He was an original member of the Ulster Literary Theatre alongside Jack Morrow and John Campbell. He was a seasoned viola player and ballad singer, and a baritone opera singer. He made numerous recordings which were released on Decca Records. His theatrical endeavours included stage and costume design, in addition to acting and producing plays. He was also a radio actor and a frequent performer on BBC radio throughout the 1930s.

== Death and legacy ==
W R Gordon died at his home in Finaghy, south Belfast on 25 February 1955. He was eighty-two years of age. Gordon was survived by his wife and one daughter. The Ulster Museum presented a small retrospective of Gordon's work in 1972 consisting of watercolours provided by his daughter, and a variety of lithographic portraits completed in the 1920s.

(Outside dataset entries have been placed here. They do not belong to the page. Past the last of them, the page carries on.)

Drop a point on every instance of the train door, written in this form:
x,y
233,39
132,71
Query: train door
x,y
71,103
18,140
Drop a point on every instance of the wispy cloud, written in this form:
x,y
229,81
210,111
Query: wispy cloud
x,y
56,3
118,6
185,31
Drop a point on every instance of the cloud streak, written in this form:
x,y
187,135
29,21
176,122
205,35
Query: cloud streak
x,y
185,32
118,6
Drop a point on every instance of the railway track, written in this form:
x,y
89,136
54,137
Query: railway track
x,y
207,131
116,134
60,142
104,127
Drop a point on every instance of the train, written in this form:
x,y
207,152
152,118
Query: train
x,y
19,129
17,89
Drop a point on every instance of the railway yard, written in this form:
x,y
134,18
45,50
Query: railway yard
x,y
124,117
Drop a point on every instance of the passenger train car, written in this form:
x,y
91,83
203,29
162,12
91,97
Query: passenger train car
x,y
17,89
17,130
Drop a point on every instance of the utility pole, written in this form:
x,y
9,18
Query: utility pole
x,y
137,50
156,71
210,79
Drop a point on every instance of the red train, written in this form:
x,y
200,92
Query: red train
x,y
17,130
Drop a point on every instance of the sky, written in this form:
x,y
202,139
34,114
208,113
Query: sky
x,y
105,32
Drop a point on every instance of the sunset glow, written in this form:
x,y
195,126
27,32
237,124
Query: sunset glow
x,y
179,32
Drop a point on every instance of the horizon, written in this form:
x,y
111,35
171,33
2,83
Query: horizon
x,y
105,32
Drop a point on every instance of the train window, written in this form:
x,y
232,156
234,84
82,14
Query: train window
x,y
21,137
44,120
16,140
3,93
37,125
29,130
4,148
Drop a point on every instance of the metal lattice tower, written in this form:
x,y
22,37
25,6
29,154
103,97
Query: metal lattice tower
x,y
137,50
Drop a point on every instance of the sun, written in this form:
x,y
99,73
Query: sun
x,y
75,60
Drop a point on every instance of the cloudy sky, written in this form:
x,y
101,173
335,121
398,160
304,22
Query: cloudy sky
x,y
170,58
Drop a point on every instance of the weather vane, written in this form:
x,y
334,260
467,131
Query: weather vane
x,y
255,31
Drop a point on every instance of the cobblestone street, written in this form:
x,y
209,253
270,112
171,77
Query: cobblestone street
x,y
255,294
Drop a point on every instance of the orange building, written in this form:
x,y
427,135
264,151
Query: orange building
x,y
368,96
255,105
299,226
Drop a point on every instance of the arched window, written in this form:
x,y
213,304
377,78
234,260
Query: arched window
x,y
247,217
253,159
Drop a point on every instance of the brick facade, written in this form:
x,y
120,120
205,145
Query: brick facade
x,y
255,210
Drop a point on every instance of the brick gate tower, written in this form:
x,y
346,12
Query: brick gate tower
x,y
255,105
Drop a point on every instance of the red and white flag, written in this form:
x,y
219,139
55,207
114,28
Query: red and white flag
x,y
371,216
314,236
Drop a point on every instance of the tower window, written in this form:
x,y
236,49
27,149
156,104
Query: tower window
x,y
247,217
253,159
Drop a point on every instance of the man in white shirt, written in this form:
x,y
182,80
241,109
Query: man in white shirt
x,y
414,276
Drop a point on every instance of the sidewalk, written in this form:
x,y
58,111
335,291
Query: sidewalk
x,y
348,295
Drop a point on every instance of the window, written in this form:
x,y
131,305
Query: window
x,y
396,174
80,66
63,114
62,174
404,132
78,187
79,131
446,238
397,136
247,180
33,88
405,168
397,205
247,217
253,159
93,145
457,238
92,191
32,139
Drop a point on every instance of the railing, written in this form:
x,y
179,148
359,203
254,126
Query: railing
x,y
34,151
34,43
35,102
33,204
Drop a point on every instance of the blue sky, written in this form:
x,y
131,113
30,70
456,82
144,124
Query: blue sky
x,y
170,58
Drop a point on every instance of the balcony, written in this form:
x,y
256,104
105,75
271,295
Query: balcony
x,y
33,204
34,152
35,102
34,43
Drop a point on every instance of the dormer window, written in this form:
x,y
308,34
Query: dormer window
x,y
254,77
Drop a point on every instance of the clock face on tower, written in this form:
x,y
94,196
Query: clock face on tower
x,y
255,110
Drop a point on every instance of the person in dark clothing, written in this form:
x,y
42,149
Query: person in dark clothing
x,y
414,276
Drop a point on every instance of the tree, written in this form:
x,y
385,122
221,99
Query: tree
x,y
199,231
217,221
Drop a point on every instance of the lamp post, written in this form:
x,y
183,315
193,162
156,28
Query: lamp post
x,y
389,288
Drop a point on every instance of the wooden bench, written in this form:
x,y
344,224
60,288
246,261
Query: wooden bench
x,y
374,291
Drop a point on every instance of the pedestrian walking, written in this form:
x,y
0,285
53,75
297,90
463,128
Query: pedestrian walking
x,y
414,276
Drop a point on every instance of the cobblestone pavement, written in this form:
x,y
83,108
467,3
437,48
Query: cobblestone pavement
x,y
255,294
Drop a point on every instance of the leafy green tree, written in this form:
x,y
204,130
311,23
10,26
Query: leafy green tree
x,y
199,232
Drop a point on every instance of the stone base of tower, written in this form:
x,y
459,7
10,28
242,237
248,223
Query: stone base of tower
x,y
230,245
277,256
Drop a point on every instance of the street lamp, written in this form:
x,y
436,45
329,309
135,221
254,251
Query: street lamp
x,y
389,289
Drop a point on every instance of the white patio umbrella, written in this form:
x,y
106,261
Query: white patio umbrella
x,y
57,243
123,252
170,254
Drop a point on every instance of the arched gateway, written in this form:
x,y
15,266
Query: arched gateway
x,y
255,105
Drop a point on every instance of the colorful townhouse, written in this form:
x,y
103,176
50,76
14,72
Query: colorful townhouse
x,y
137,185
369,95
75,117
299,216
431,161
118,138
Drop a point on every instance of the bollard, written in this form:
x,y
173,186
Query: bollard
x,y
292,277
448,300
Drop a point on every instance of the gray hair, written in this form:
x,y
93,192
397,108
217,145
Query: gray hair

His friend, the art critic Ray Rosenfield offered a eulogy on Gordon's work in 1972 when he wrote,"As an artist, I think, he was never given the recognition he deserved; he was too painstaking a craftsman to appeal at a time when the art world was turning away from realism. Now that the virtues of academic training are beginning to be appreciated again Gordon's mastery of colour and line, the clarity of his composition should once more be recognised."His works can be found in many private and public collections including the Arts Council of Northern Ireland, the Ulster Museum, the Ulster Arts Club, and the Armagh County Museum.